People Are Horrified With LuLaRoe For Standing By A Retailer Who Mocked Down Syndrome

The National Down Syndrome Society has severed ties with the retailer after the company refused to fire a seller who mocked people with mental disabilities in a video.

The multilevel marketing leggings company LuLaRoe is under fire once again, this time for standing by a top seller who mocked people with disabilities in a live video, which led the National Down Syndrome Society to sever ties with the brand.


The drama began with a video from Bobby Budenbender, a man from Arizona who sells LuLaRoe with his wife, Taya.


The Budenbenders have built a strong online business, with over 20,000 people in just their "VIP" group alone.

They are rumored to be among the top 100 sellers in the entire company, according to Facebook groups for former LuLaRoe consultants.

Taya even has a photo on her Facebook page of herself with the company's founder, DeAnne Stidham.


Last week, Bobby Budenbender did a live LuLaRoe sale, a common way the company's online retailers sell their products. / Via

In the video, he makes fun of himself by mocking a person with mental disabilities, in a way many people say seems to specifically mock people with Down syndrome.


"Hi my name is Robert and I'm special," he said.

The video has since been deleted, but has been reuploaded to YouTube.

People immediately began to call for the couple to apologize, saying it was clear Bobby was mocking those specifically with Down syndrome in the video.


After the outrage went viral, the couple released an apology video, which they uploaded but then deleted, featuring Taya's sister, who has Down syndrome.

In the video, Robert says his video was a "mistake" that was taken "out of context" but was also not "who I am" and wasn't "very nice."

He also addressed the members of his private LuLaRoe Facebook page on Friday, saying he made an "error in judgement."

"I have true respect for all people and view them with equality," he said. "I know I am flawed at times, and I have been humbled to take inventory on how I can represent myself online, as the man I really am inside."

The connection to Down syndrome was especially significant because LuLaRoe's founders have a personal connection to the disorder. After their granddaughter, Scarlett, was born with it, LuLaRoe designed a dress in her honor and pledged $1 of each sale to the National Down Syndrome Society.


The company used models with Down syndrome in ads for the dress, and was even set to be honored at the NDSS annual gala in March for its contributions to the cause.

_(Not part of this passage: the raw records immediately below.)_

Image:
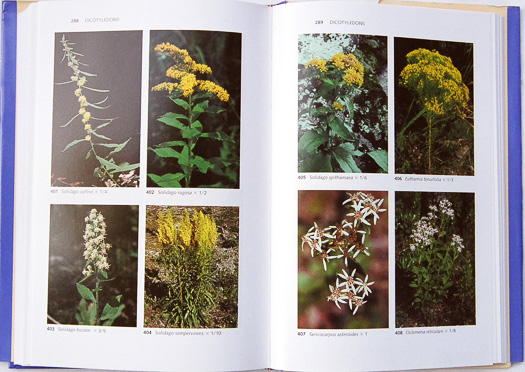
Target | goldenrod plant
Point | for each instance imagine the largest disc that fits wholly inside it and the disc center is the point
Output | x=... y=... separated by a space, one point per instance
x=342 y=112
x=191 y=90
x=109 y=172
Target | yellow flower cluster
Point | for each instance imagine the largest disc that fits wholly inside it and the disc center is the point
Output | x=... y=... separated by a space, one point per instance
x=436 y=81
x=338 y=106
x=318 y=63
x=166 y=231
x=353 y=69
x=184 y=71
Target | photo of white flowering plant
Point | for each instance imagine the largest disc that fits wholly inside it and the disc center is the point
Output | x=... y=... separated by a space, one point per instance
x=343 y=270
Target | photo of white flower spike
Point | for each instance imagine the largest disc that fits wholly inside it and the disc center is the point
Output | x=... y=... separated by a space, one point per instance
x=343 y=243
x=96 y=249
x=96 y=256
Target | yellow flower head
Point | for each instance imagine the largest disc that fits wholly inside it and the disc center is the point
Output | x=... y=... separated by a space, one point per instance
x=437 y=83
x=350 y=65
x=184 y=71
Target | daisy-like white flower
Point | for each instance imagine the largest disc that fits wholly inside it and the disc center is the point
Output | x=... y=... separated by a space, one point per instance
x=336 y=294
x=359 y=247
x=364 y=286
x=358 y=302
x=326 y=258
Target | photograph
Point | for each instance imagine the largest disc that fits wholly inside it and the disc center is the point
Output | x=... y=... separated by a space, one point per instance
x=434 y=113
x=96 y=109
x=343 y=259
x=93 y=265
x=343 y=103
x=194 y=109
x=435 y=259
x=192 y=267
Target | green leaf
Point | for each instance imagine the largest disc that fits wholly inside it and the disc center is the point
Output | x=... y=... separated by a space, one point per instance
x=167 y=152
x=202 y=164
x=350 y=106
x=190 y=133
x=171 y=144
x=344 y=157
x=181 y=103
x=100 y=135
x=340 y=129
x=173 y=120
x=381 y=159
x=310 y=141
x=221 y=136
x=85 y=292
x=316 y=162
x=167 y=180
x=73 y=143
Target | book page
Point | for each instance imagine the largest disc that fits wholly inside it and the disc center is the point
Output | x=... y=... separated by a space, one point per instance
x=386 y=196
x=141 y=213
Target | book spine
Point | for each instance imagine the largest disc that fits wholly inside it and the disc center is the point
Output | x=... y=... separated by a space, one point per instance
x=7 y=174
x=515 y=186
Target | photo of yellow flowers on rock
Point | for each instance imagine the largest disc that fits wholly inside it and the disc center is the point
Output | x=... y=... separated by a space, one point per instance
x=343 y=259
x=434 y=118
x=343 y=116
x=194 y=109
x=192 y=267
x=96 y=111
x=93 y=265
x=435 y=259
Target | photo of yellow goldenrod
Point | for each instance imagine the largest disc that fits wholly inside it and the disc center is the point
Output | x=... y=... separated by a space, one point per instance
x=194 y=109
x=434 y=107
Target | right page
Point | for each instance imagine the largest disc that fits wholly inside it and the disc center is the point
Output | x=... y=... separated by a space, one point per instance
x=388 y=188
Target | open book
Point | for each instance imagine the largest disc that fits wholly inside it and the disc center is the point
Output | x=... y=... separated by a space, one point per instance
x=216 y=185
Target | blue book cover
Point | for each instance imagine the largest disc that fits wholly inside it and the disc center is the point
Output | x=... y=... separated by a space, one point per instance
x=7 y=136
x=515 y=186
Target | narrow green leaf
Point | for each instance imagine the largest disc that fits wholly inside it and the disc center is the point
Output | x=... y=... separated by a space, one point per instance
x=166 y=152
x=85 y=292
x=73 y=143
x=345 y=160
x=173 y=120
x=118 y=148
x=100 y=135
x=181 y=103
x=310 y=141
x=167 y=180
x=381 y=159
x=203 y=164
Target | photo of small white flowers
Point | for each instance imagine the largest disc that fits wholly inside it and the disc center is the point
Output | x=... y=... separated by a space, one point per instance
x=93 y=265
x=96 y=109
x=343 y=259
x=435 y=259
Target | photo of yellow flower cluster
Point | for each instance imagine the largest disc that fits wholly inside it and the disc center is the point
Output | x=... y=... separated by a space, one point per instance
x=434 y=113
x=194 y=109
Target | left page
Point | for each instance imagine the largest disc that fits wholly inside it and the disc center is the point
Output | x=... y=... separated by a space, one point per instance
x=139 y=160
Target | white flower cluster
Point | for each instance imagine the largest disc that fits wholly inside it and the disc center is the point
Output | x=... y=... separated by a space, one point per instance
x=346 y=241
x=426 y=229
x=96 y=249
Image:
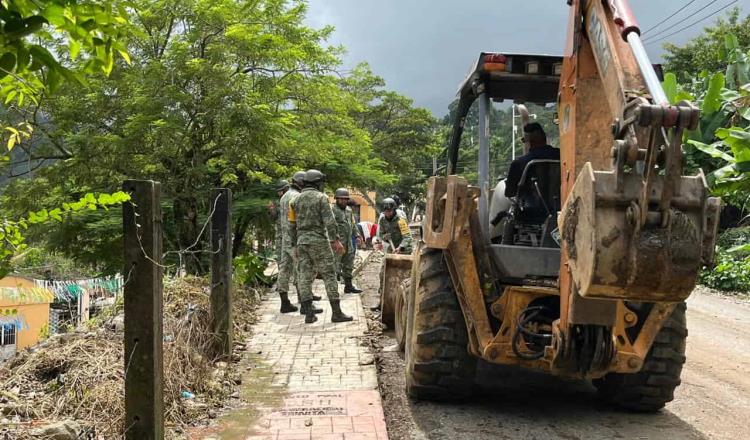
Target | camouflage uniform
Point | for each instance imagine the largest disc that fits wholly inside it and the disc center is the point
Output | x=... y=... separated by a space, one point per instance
x=347 y=230
x=313 y=228
x=396 y=231
x=287 y=264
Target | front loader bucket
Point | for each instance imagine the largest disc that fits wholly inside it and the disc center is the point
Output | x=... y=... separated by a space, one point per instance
x=611 y=257
x=397 y=269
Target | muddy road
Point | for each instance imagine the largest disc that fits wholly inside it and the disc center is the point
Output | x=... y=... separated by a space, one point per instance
x=713 y=401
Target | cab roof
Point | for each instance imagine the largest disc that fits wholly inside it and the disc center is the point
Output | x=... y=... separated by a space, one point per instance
x=517 y=77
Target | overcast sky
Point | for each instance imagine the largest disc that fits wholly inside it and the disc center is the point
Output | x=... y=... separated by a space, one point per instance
x=424 y=48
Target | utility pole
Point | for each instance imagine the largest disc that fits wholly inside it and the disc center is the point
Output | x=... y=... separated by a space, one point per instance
x=143 y=271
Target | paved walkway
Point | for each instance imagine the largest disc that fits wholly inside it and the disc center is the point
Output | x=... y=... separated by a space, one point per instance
x=311 y=382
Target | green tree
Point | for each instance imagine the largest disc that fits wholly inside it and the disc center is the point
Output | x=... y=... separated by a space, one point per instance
x=219 y=93
x=86 y=35
x=707 y=52
x=404 y=137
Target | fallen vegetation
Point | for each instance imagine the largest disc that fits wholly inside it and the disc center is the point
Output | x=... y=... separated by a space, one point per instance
x=79 y=376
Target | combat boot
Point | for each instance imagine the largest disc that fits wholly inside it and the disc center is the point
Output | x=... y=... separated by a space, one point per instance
x=338 y=315
x=286 y=305
x=303 y=310
x=309 y=312
x=349 y=287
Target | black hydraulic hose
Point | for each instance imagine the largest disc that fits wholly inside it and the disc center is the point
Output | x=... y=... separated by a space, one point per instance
x=524 y=319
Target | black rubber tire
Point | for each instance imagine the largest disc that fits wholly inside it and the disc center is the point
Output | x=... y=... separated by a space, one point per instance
x=652 y=387
x=438 y=365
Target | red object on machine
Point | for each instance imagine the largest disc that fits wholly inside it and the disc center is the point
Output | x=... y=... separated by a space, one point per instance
x=624 y=18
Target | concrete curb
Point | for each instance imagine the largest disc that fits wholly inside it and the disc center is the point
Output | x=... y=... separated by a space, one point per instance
x=364 y=262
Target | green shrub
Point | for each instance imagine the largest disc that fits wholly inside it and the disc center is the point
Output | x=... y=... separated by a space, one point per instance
x=249 y=270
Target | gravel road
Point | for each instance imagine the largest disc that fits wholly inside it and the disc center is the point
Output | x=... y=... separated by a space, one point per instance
x=713 y=401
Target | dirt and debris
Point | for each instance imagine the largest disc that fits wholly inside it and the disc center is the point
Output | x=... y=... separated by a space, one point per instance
x=75 y=381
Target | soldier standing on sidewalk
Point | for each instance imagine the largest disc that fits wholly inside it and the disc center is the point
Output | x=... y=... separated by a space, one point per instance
x=313 y=232
x=288 y=262
x=347 y=231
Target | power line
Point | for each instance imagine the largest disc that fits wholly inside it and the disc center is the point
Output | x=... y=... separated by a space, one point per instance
x=666 y=19
x=672 y=26
x=693 y=23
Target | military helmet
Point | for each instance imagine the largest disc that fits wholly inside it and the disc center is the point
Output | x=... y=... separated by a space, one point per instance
x=314 y=177
x=299 y=178
x=389 y=203
x=282 y=185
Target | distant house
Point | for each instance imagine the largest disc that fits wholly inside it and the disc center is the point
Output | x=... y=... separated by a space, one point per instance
x=24 y=314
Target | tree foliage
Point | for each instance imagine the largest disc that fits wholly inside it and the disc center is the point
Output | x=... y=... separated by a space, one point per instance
x=86 y=35
x=707 y=52
x=217 y=93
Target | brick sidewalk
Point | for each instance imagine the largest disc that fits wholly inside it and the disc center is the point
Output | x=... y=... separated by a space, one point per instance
x=309 y=381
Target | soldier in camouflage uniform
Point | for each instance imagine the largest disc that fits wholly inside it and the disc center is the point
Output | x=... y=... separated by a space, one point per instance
x=288 y=262
x=313 y=232
x=347 y=231
x=282 y=186
x=393 y=230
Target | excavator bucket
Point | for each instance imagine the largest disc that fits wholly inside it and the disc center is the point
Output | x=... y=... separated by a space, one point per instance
x=397 y=269
x=612 y=257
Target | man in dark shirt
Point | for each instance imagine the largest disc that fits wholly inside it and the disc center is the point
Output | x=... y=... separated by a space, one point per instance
x=536 y=141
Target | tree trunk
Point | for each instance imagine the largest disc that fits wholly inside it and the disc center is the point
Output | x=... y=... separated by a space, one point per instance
x=186 y=223
x=240 y=229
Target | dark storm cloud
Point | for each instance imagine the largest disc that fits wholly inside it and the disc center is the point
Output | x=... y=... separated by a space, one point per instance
x=423 y=48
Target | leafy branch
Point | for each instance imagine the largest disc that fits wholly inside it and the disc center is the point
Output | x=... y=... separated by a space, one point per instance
x=12 y=240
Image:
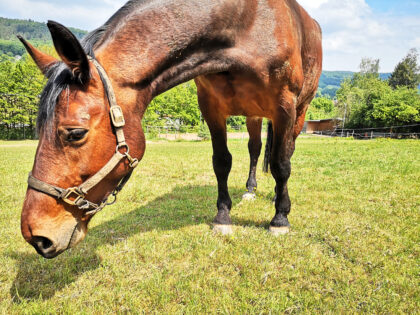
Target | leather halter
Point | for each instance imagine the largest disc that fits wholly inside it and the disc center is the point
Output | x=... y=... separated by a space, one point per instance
x=76 y=196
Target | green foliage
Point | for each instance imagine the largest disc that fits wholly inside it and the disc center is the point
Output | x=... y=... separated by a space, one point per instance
x=407 y=72
x=369 y=101
x=321 y=108
x=36 y=32
x=177 y=107
x=330 y=81
x=204 y=132
x=369 y=67
x=20 y=84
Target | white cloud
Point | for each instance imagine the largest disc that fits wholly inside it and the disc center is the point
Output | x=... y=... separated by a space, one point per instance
x=351 y=31
x=81 y=14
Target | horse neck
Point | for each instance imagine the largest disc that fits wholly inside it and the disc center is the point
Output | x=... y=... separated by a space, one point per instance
x=158 y=46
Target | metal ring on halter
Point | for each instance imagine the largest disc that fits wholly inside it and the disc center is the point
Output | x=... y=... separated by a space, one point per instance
x=122 y=145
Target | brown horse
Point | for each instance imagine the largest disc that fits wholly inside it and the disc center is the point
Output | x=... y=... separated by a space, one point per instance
x=257 y=58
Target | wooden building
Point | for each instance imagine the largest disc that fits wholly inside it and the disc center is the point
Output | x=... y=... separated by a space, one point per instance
x=312 y=126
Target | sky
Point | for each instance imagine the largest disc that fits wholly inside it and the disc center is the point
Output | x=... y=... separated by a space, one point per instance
x=352 y=29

So, many were shocked on Friday when Deanne and her husband Mark announced they were standing by the Budenbenders because they believed their apology was "sincere."

Facebook: LuLaRoe

The Stidhams said they didn't think one mistake should mean the couple should lose their business.

"We do not believe the most productive response to [Robert's] actions, which he has fully apologized for, is to close his business and threaten his ability to provide for his family," they said.

Many people found LuLaRoe's defense of the couple unacceptable, including the NDSS. The group announced on Friday it was ending its relationship with LuLaRoe after the company refused to terminate the contract of the Budenbenders.

"While we appreciate the apology from this individual and the previous support from LuLaRoe, we must uphold our mission statement, and end our partnership and any further programming with LuLaRoe immediately," it said.

In a response to an inquiry on its Facebook page, the NDSS said it would no longer be honoring LuLaRoe at its annual gala.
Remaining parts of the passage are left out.